Global Money Supply Aggregates
- US, China, EU, Japan, UK
- Korea, India, Canada Australia
- Taiwan, Brazil, Swiss, Russia, Mexico
- Thailand, Indonesia, Singapore
** Removed Saudi (currency is pegged, doesn't reflect capital flows well, unless TV starts publishing USDSAR 12M forwards)
** Removed Vietnam (currency is pegged and they publish their money supply data once a year)
** Removed Hong Kong (currency is pegged)

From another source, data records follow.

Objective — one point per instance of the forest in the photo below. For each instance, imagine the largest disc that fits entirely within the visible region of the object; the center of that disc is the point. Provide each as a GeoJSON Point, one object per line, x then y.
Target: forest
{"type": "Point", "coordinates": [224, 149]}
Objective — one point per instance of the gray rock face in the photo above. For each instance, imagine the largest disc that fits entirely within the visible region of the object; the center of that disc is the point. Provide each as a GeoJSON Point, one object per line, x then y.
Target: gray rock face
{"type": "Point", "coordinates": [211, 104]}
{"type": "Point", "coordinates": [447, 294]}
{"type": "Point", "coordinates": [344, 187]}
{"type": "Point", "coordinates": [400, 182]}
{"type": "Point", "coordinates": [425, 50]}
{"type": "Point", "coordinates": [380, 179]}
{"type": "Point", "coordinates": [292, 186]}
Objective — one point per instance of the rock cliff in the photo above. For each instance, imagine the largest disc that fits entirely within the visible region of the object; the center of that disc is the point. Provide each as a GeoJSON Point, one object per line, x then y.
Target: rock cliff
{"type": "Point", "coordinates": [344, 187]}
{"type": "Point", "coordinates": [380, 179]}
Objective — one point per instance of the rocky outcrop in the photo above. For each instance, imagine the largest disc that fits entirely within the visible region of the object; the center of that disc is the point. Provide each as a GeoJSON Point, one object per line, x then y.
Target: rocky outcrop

Unfortunately, TV Pine can only take in 40 tickers, Each country has Money Supply Data adjusted against its FX to USD. The formula in TV only can contain 10 tickers. So would recommend doing it up yourself on the first big 5 countries (or currency bloc eg EU). Anyway US and China constitute close to 50% of the global money supply. However, one can argue whether money supply data (broad money) is valid nowadays. But I would bring up that this is just for comparison and trend purposes. Yes, M3 was removed from the US Fed data releases in end-2005. Aggregating all of the above tickers yield me around 120tn of money supply, USD-adjusted.
There's pretty much other countries that should be included but due to the lack of data and small size of the country, it is omitted.
Examples:
- Heavily Sanctioned: Iran (400-500bn) and Iraq (200-300bn)
- No Data/Bad Data: Algeria (100bn), Bangladesh (110bn)
- Fallen Angels: Venezuela (100bn?), Argentina (120bn)
- 400-500bn club: Israel, Turkey, Poland, Sweden, Ireland, UAE, Msia, Chile
- 200-300bn club: Norway, Czech, Philippines, S.Africa, New Zealand, Egypt, Denmark, Qatar
- 100bn club: Colombia, Lebanon, Pakistan, Morocco, Romania, Hungary, Nigeria, Kuwait
- GDP 100bn club: Peru, Kazakhstan, Angola, Sudan, Ukraine, Ecuador
All these could add up to 10-15tn money supply, but with currencies with bad adoption on some. End of the day, we still living in a dollarized world, with the big 20-30 nations taking up to 80% of the officially published money supply. The unfortunate issue is that the money supply data isn't that forward-looking. A simple linear extrapolation of historical 3-month rolling average for next month estimates can be decent, with possibility of manual meddling to add adjustments on huge macro-events eg QE infinity. Also, the official money supply only gets updated at the start of the month, so you would see great increases in money supply data. So it would be important to keep tabs on macro policies especially debt issuance, QE / open market operations, repos and liquidity injections.
Perhaps, additional tweaking would be inflation-adjusting this. Against SPX, some housing index, crude oil, gold.